Lazard Frères Gestion renforce sa gestion taux

« Notre gestion obligataire a vu ses encours croître de plus de 25% au cours des 3 dernières années. Pour donner une impulsion supplémentaire à ce développement, nous renforçons nos moyens avec un double objectif : compléter nos expertises et adapter notre offre à un contexte de remontée de taux » souligne Matthieu Grouès, ‎Associé-Gérant et Responsable des Gestions Institutionnelles chez ‎Lazard Frères Gestion.

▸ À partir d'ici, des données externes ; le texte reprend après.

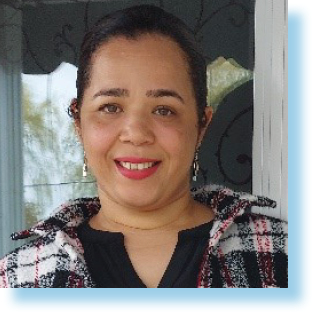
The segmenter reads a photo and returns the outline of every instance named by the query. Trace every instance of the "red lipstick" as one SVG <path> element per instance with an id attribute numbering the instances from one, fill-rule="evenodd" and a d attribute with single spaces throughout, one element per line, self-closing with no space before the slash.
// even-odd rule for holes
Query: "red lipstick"
<path id="1" fill-rule="evenodd" d="M 160 166 L 160 160 L 140 157 L 120 157 L 115 159 L 118 171 L 129 179 L 140 180 L 153 175 Z"/>

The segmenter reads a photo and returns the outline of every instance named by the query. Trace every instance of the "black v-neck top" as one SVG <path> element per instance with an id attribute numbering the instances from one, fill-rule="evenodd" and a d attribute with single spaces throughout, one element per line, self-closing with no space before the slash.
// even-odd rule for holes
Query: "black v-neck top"
<path id="1" fill-rule="evenodd" d="M 158 288 L 196 288 L 202 257 L 207 247 L 212 222 L 180 231 L 178 242 Z M 98 288 L 146 288 L 124 246 L 119 232 L 94 230 L 83 223 L 78 237 L 84 258 Z"/>

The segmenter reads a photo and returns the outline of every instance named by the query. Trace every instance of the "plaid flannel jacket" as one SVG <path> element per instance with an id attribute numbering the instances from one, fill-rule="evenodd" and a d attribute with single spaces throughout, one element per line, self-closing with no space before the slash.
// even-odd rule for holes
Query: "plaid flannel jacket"
<path id="1" fill-rule="evenodd" d="M 196 287 L 288 286 L 287 223 L 250 212 L 275 202 L 210 185 L 192 194 L 216 212 Z M 0 288 L 94 287 L 76 231 L 99 209 L 98 198 L 70 201 L 47 220 L 13 234 L 12 239 L 37 238 L 0 260 Z"/>

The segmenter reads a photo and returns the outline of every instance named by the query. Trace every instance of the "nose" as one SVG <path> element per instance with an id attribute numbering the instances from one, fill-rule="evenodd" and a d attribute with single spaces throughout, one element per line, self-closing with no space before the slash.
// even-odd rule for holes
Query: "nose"
<path id="1" fill-rule="evenodd" d="M 121 142 L 139 146 L 152 144 L 154 139 L 153 130 L 146 117 L 138 115 L 138 117 L 132 116 L 124 120 L 119 135 L 119 140 Z"/>

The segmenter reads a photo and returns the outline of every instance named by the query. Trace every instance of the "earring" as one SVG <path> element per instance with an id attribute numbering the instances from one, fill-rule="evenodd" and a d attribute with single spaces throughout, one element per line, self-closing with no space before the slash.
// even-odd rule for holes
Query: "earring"
<path id="1" fill-rule="evenodd" d="M 86 177 L 87 176 L 87 172 L 88 172 L 88 167 L 87 167 L 87 160 L 86 160 L 85 151 L 84 151 L 82 176 Z"/>
<path id="2" fill-rule="evenodd" d="M 193 181 L 197 181 L 199 173 L 199 148 L 195 152 L 194 163 L 193 163 Z"/>

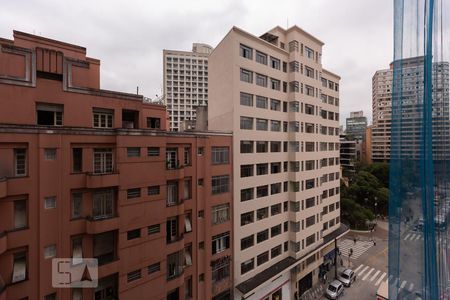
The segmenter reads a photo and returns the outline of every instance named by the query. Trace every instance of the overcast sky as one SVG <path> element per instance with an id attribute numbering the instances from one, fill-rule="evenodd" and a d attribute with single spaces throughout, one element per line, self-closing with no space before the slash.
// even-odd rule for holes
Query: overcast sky
<path id="1" fill-rule="evenodd" d="M 87 48 L 101 60 L 101 87 L 153 98 L 162 89 L 162 49 L 216 46 L 232 26 L 260 35 L 287 24 L 325 43 L 323 66 L 341 79 L 341 123 L 371 120 L 371 80 L 392 60 L 392 0 L 2 1 L 0 37 L 12 30 Z"/>

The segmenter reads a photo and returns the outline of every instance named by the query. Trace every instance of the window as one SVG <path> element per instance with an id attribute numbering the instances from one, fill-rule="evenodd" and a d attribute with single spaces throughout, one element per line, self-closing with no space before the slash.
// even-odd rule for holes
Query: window
<path id="1" fill-rule="evenodd" d="M 256 234 L 256 242 L 258 244 L 262 243 L 262 242 L 264 242 L 265 240 L 268 240 L 268 239 L 269 239 L 269 229 L 265 229 L 265 230 L 260 231 L 260 232 L 258 232 Z"/>
<path id="2" fill-rule="evenodd" d="M 255 213 L 253 211 L 241 214 L 241 226 L 254 222 Z"/>
<path id="3" fill-rule="evenodd" d="M 269 164 L 256 164 L 256 175 L 265 175 L 269 173 Z"/>
<path id="4" fill-rule="evenodd" d="M 313 233 L 306 238 L 306 247 L 314 244 L 315 241 L 316 241 L 316 234 Z"/>
<path id="5" fill-rule="evenodd" d="M 281 142 L 270 142 L 270 152 L 281 152 Z"/>
<path id="6" fill-rule="evenodd" d="M 248 59 L 253 58 L 253 49 L 248 46 L 240 44 L 239 53 L 244 58 L 248 58 Z"/>
<path id="7" fill-rule="evenodd" d="M 241 105 L 253 106 L 253 95 L 241 92 Z"/>
<path id="8" fill-rule="evenodd" d="M 161 119 L 147 118 L 147 127 L 151 129 L 161 129 Z"/>
<path id="9" fill-rule="evenodd" d="M 270 66 L 274 69 L 279 70 L 280 69 L 280 60 L 275 57 L 270 57 Z"/>
<path id="10" fill-rule="evenodd" d="M 315 180 L 314 179 L 307 179 L 305 181 L 305 189 L 309 190 L 309 189 L 314 188 L 314 186 L 315 186 Z"/>
<path id="11" fill-rule="evenodd" d="M 305 46 L 306 57 L 314 59 L 314 50 Z"/>
<path id="12" fill-rule="evenodd" d="M 185 179 L 183 181 L 183 199 L 191 199 L 192 198 L 192 180 Z"/>
<path id="13" fill-rule="evenodd" d="M 278 224 L 278 225 L 270 228 L 270 236 L 271 237 L 277 236 L 279 234 L 281 234 L 281 224 Z"/>
<path id="14" fill-rule="evenodd" d="M 270 207 L 270 214 L 272 216 L 281 214 L 281 203 L 274 204 Z"/>
<path id="15" fill-rule="evenodd" d="M 25 228 L 28 225 L 27 201 L 14 201 L 14 229 Z"/>
<path id="16" fill-rule="evenodd" d="M 270 99 L 270 109 L 280 111 L 281 110 L 281 101 L 276 99 Z"/>
<path id="17" fill-rule="evenodd" d="M 166 149 L 166 168 L 168 170 L 177 169 L 179 165 L 178 161 L 178 149 L 167 148 Z"/>
<path id="18" fill-rule="evenodd" d="M 244 261 L 243 263 L 241 263 L 241 275 L 253 270 L 254 267 L 255 267 L 254 258 Z"/>
<path id="19" fill-rule="evenodd" d="M 280 255 L 280 254 L 281 254 L 281 245 L 278 245 L 278 246 L 276 246 L 276 247 L 273 247 L 273 248 L 270 250 L 270 257 L 271 257 L 271 258 L 277 257 L 277 256 Z"/>
<path id="20" fill-rule="evenodd" d="M 269 150 L 269 142 L 257 141 L 256 153 L 266 153 Z"/>
<path id="21" fill-rule="evenodd" d="M 241 190 L 241 202 L 252 200 L 254 197 L 254 188 Z"/>
<path id="22" fill-rule="evenodd" d="M 104 190 L 92 195 L 92 218 L 105 219 L 114 216 L 114 191 Z"/>
<path id="23" fill-rule="evenodd" d="M 289 72 L 296 72 L 298 73 L 300 70 L 300 64 L 298 61 L 291 61 L 289 63 Z"/>
<path id="24" fill-rule="evenodd" d="M 315 223 L 316 223 L 316 216 L 312 215 L 312 216 L 306 218 L 305 227 L 308 228 L 308 227 L 314 225 Z"/>
<path id="25" fill-rule="evenodd" d="M 241 117 L 241 129 L 253 129 L 253 118 Z"/>
<path id="26" fill-rule="evenodd" d="M 187 213 L 184 216 L 184 232 L 191 232 L 192 231 L 192 214 L 191 212 Z"/>
<path id="27" fill-rule="evenodd" d="M 283 47 L 281 47 L 281 48 L 284 49 L 284 44 L 283 44 L 283 43 L 281 43 L 281 44 L 283 45 Z M 287 72 L 287 62 L 285 62 L 285 61 L 283 61 L 283 72 L 284 72 L 284 73 Z"/>
<path id="28" fill-rule="evenodd" d="M 256 220 L 262 220 L 269 217 L 269 208 L 268 207 L 263 207 L 260 208 L 256 211 Z"/>
<path id="29" fill-rule="evenodd" d="M 281 121 L 275 121 L 275 120 L 271 120 L 270 121 L 270 130 L 271 131 L 281 131 Z"/>
<path id="30" fill-rule="evenodd" d="M 253 141 L 241 141 L 241 153 L 253 153 Z"/>
<path id="31" fill-rule="evenodd" d="M 230 204 L 220 204 L 212 207 L 212 224 L 217 225 L 230 220 Z"/>
<path id="32" fill-rule="evenodd" d="M 306 142 L 305 143 L 305 151 L 306 152 L 314 152 L 314 142 Z"/>
<path id="33" fill-rule="evenodd" d="M 213 195 L 228 193 L 230 185 L 230 176 L 213 176 L 211 179 L 211 189 Z"/>
<path id="34" fill-rule="evenodd" d="M 44 208 L 45 209 L 56 208 L 56 196 L 45 197 L 44 198 Z"/>
<path id="35" fill-rule="evenodd" d="M 198 147 L 197 148 L 197 155 L 203 156 L 205 154 L 205 147 Z"/>
<path id="36" fill-rule="evenodd" d="M 44 159 L 45 160 L 55 160 L 56 159 L 56 149 L 55 148 L 45 148 L 44 149 Z"/>
<path id="37" fill-rule="evenodd" d="M 253 234 L 241 239 L 241 250 L 245 250 L 252 247 L 254 242 L 255 238 Z"/>
<path id="38" fill-rule="evenodd" d="M 224 165 L 229 163 L 229 152 L 228 147 L 212 147 L 211 158 L 213 165 Z"/>
<path id="39" fill-rule="evenodd" d="M 72 219 L 81 218 L 82 214 L 82 203 L 83 203 L 83 193 L 81 192 L 74 192 L 72 193 Z"/>
<path id="40" fill-rule="evenodd" d="M 56 245 L 55 244 L 44 247 L 44 258 L 45 259 L 52 258 L 55 256 L 56 256 Z"/>
<path id="41" fill-rule="evenodd" d="M 138 279 L 141 279 L 141 270 L 127 273 L 127 282 L 132 282 Z"/>
<path id="42" fill-rule="evenodd" d="M 36 104 L 37 125 L 62 126 L 63 110 L 63 105 L 46 103 Z"/>
<path id="43" fill-rule="evenodd" d="M 156 233 L 159 233 L 160 230 L 161 230 L 160 224 L 150 225 L 147 227 L 147 234 L 148 235 L 156 234 Z"/>
<path id="44" fill-rule="evenodd" d="M 14 175 L 15 176 L 27 175 L 27 149 L 24 148 L 14 149 Z"/>
<path id="45" fill-rule="evenodd" d="M 94 174 L 113 172 L 113 153 L 111 148 L 94 149 Z"/>
<path id="46" fill-rule="evenodd" d="M 314 106 L 310 104 L 305 104 L 305 114 L 314 115 Z"/>
<path id="47" fill-rule="evenodd" d="M 280 90 L 280 81 L 278 79 L 275 78 L 270 78 L 270 87 L 272 88 L 272 90 Z"/>
<path id="48" fill-rule="evenodd" d="M 281 193 L 281 182 L 272 183 L 270 185 L 270 194 L 275 195 Z"/>
<path id="49" fill-rule="evenodd" d="M 150 266 L 147 267 L 148 274 L 153 274 L 159 271 L 161 271 L 161 263 L 159 262 L 151 264 Z"/>
<path id="50" fill-rule="evenodd" d="M 139 198 L 141 196 L 141 188 L 132 188 L 127 190 L 127 199 Z"/>
<path id="51" fill-rule="evenodd" d="M 305 207 L 306 208 L 310 208 L 313 207 L 316 204 L 316 201 L 314 199 L 314 197 L 308 198 L 305 200 Z"/>
<path id="52" fill-rule="evenodd" d="M 166 242 L 172 243 L 178 239 L 178 218 L 169 218 L 166 221 Z"/>
<path id="53" fill-rule="evenodd" d="M 253 165 L 241 165 L 241 178 L 253 176 Z"/>
<path id="54" fill-rule="evenodd" d="M 256 96 L 256 107 L 267 109 L 268 98 L 263 96 Z"/>
<path id="55" fill-rule="evenodd" d="M 269 121 L 266 119 L 256 119 L 256 130 L 267 131 Z"/>
<path id="56" fill-rule="evenodd" d="M 267 65 L 267 54 L 256 51 L 256 62 Z"/>
<path id="57" fill-rule="evenodd" d="M 112 128 L 114 111 L 111 109 L 94 108 L 93 127 L 95 128 Z"/>
<path id="58" fill-rule="evenodd" d="M 306 95 L 314 97 L 314 88 L 309 85 L 305 85 L 306 88 Z"/>
<path id="59" fill-rule="evenodd" d="M 261 185 L 256 188 L 256 197 L 266 197 L 269 195 L 269 186 L 268 185 Z"/>
<path id="60" fill-rule="evenodd" d="M 281 162 L 270 163 L 270 173 L 271 174 L 281 173 Z"/>
<path id="61" fill-rule="evenodd" d="M 134 240 L 134 239 L 137 239 L 140 237 L 141 237 L 141 229 L 140 228 L 127 231 L 127 240 L 128 241 Z"/>
<path id="62" fill-rule="evenodd" d="M 256 257 L 256 264 L 262 265 L 269 261 L 269 251 L 263 252 Z"/>
<path id="63" fill-rule="evenodd" d="M 230 232 L 224 232 L 212 237 L 212 254 L 217 254 L 230 248 Z"/>
<path id="64" fill-rule="evenodd" d="M 241 69 L 241 81 L 253 83 L 253 72 Z"/>
<path id="65" fill-rule="evenodd" d="M 167 199 L 166 205 L 173 206 L 178 204 L 178 182 L 167 182 Z"/>
<path id="66" fill-rule="evenodd" d="M 147 156 L 159 156 L 159 147 L 148 147 Z"/>
<path id="67" fill-rule="evenodd" d="M 294 93 L 298 93 L 300 91 L 300 84 L 298 81 L 289 82 L 289 90 Z"/>
<path id="68" fill-rule="evenodd" d="M 314 79 L 314 69 L 308 66 L 305 66 L 306 76 Z"/>
<path id="69" fill-rule="evenodd" d="M 83 148 L 72 148 L 72 172 L 83 172 Z"/>
<path id="70" fill-rule="evenodd" d="M 169 254 L 167 256 L 167 279 L 173 279 L 183 273 L 184 250 Z"/>
<path id="71" fill-rule="evenodd" d="M 230 276 L 230 259 L 217 259 L 211 262 L 211 269 L 213 283 L 228 278 Z"/>
<path id="72" fill-rule="evenodd" d="M 184 147 L 184 165 L 191 165 L 191 147 Z"/>
<path id="73" fill-rule="evenodd" d="M 25 280 L 27 277 L 27 253 L 14 253 L 13 274 L 11 278 L 12 283 Z"/>
<path id="74" fill-rule="evenodd" d="M 128 157 L 139 157 L 141 156 L 141 148 L 139 147 L 128 147 L 127 148 Z"/>
<path id="75" fill-rule="evenodd" d="M 147 188 L 147 195 L 149 196 L 159 195 L 159 193 L 160 193 L 159 185 L 153 185 Z"/>
<path id="76" fill-rule="evenodd" d="M 267 76 L 256 73 L 256 85 L 267 87 Z"/>
<path id="77" fill-rule="evenodd" d="M 116 232 L 108 231 L 100 234 L 95 234 L 93 240 L 93 258 L 98 259 L 99 266 L 110 263 L 116 259 Z"/>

Eléonore Bunel, 39 ans, a pour mission de déployer la gamme obligataire, en vue d’anticiper l’évolution de la demande dans un contexte de remontée des taux. Sous la responsabilité de Matthieu Grouès, elle encadre l’équipe de gestion obligataire qui compte désormais 8 Gérants-Analystes. Eléonore a travaillé plus de quinze ans en tant que Gérante-Analyste Crédit au sein du département Taux d’AXA Investment Managers. Elle est diplômée d’une Maîtrise Sciences et Techniques de Modèles Mathématiques de l’Economie et de la Finance Internationale de l’Université Paris XIII.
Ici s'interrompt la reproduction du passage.